Most churches do not fully understand the heart of their pastor. Many think he is just in it for himself or for fame or fortune. However, most pastors are motivated by a heart of love for their congregation and community. They spend hours in prayer seeking the Lord’s direction. God gives them a vision that he cannot fully reveal but in one small piece at a time. People will often focus on one thing rather than seeing the whole picture. They will fail to consider the vision God has given the pastor and they will fail to consider that what the pastor does and what he preaches and how he leads, is for their own good.

  • The pastor’s family will suffer.

It is a joy to serve in the ministry. However, the burdens that the pastor bears will often spill over into his family. This is why so many pastors leave the ministry every year. The burden it places on his family is sometimes unbearable. Very few churches really know how to minister to the Pastor and his family. The church has a tendency to look at the Pastor’s family as separate from the church. Therefore, when needs arise in the pastor’s family, they are sick, lose a loved one, are discouraged; the church struggles to minister to them and will often overlook the family’s needs, assuming they are okay, when in reality they are not and they need someone to show them they care just like they would with any other family in the church.

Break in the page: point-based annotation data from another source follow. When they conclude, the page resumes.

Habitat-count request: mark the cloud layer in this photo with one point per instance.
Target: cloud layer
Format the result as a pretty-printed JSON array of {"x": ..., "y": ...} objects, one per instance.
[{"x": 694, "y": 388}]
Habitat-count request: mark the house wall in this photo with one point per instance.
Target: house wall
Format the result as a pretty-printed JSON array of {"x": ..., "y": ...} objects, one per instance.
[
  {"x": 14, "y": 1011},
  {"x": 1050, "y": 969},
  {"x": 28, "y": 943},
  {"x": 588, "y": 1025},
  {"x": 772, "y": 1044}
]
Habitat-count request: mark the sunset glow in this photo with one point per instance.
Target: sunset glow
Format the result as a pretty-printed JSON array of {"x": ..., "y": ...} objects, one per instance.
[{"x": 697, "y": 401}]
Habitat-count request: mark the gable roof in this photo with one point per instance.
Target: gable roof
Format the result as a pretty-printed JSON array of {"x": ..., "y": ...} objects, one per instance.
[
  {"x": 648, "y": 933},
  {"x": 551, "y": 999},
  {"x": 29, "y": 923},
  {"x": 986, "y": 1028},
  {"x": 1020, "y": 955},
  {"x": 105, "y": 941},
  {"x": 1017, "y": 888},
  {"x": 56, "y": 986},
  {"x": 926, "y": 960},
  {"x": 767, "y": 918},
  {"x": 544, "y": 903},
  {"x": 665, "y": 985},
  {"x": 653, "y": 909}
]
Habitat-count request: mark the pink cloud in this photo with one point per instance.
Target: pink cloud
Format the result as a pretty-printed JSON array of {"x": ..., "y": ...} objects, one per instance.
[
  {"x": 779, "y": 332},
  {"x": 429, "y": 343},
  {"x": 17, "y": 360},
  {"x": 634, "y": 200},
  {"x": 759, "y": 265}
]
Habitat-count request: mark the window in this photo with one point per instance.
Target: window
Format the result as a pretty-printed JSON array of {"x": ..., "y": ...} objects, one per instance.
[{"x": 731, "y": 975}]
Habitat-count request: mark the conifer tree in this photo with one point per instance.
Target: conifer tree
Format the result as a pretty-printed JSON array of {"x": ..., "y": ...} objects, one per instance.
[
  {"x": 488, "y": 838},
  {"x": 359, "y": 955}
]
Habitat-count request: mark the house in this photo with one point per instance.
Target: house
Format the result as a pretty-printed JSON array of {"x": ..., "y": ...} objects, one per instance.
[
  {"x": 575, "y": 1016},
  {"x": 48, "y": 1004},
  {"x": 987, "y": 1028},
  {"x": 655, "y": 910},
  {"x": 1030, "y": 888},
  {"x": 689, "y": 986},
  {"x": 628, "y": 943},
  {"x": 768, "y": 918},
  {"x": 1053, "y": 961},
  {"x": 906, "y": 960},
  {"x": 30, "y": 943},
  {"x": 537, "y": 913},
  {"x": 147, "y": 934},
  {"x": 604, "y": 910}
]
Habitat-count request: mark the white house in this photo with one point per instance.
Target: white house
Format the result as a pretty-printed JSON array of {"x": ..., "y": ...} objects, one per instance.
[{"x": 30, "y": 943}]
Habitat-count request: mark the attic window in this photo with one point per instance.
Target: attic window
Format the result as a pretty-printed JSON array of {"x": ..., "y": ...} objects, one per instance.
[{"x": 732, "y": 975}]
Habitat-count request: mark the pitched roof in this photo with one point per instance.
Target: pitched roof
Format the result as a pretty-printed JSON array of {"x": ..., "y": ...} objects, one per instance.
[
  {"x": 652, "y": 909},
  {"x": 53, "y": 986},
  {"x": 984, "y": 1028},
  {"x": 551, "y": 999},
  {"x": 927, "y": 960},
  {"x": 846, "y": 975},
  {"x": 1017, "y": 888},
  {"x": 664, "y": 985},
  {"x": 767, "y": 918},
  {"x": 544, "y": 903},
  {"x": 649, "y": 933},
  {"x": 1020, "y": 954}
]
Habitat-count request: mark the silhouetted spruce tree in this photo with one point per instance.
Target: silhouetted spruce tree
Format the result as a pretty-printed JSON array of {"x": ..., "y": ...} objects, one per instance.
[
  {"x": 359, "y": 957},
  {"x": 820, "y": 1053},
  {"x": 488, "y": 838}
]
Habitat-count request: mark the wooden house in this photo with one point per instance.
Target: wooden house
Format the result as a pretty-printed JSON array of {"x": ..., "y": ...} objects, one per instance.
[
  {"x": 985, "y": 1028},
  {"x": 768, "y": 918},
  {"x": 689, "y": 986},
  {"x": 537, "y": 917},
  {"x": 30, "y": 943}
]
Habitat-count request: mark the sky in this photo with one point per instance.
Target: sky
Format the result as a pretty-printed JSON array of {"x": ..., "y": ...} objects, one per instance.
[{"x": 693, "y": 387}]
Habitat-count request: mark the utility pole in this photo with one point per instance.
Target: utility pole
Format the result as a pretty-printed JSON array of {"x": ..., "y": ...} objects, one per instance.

  • The pastor will not get rich.

In rare occasions of pastors serving in large mega churches, a pastor may become very wealthy. However, the average size church in America is less than fifty people. Most pastors struggle financially. In a lot of cases, pastors will be compelled to spend their own money on helping those in need and even purchasing needful ministry tools for the church. A pastor will often invest a good percentage of what he makes back into the ministry.

                These facts about serving as a pastor is not meant to scare a young man from obeying God’s call. It’s simply stating the facts. Being a pastor is not glamourous. However, it is the highest calling. To serve as the shepherd of God’s flock and to lead His church in reaching the world for Jesus is a tremendous blessing. My answer to those who think God is calling them to serve as a pastor is simply: “Get out of it if you can.” If you can do anything else and be at peace, then do it. If God has called you to serve as a pastor, you will know it. You cannot hide from it. You cannot run from it. The blessings and joys of serving as a pastor is far greater than the burdens it brings. When you get to preach God’s Word every week, when you get to baptize a new believer, when you see a marriage restored, when you see those who are enemies become reconciled, when you see someone healed, when you see someone growing in their walk with God, when you see others answer the call to ministry, when you witness what only God can do; these are the joys that far outweigh the burdens and stress. It is truly the highest calling and it is not something to take lightly. The question is: have you really be called? It’s not, do you want to be a pastor? The question is: Has God called you to be a pastor?

One thought on “Do you want to be a pastor?

  1. Great post Pastor Chris! As you said, a pastor is not defined by preaching. Preaching is just one aspect of many responsibilities a shepherd has to lead his congregation. Additionally, the seven qualifications from 1 Timothy 3 and Titus 1 are necessary for this important role in the kingdom of God. Thanks again for sharing. Blessings to you and your ministry!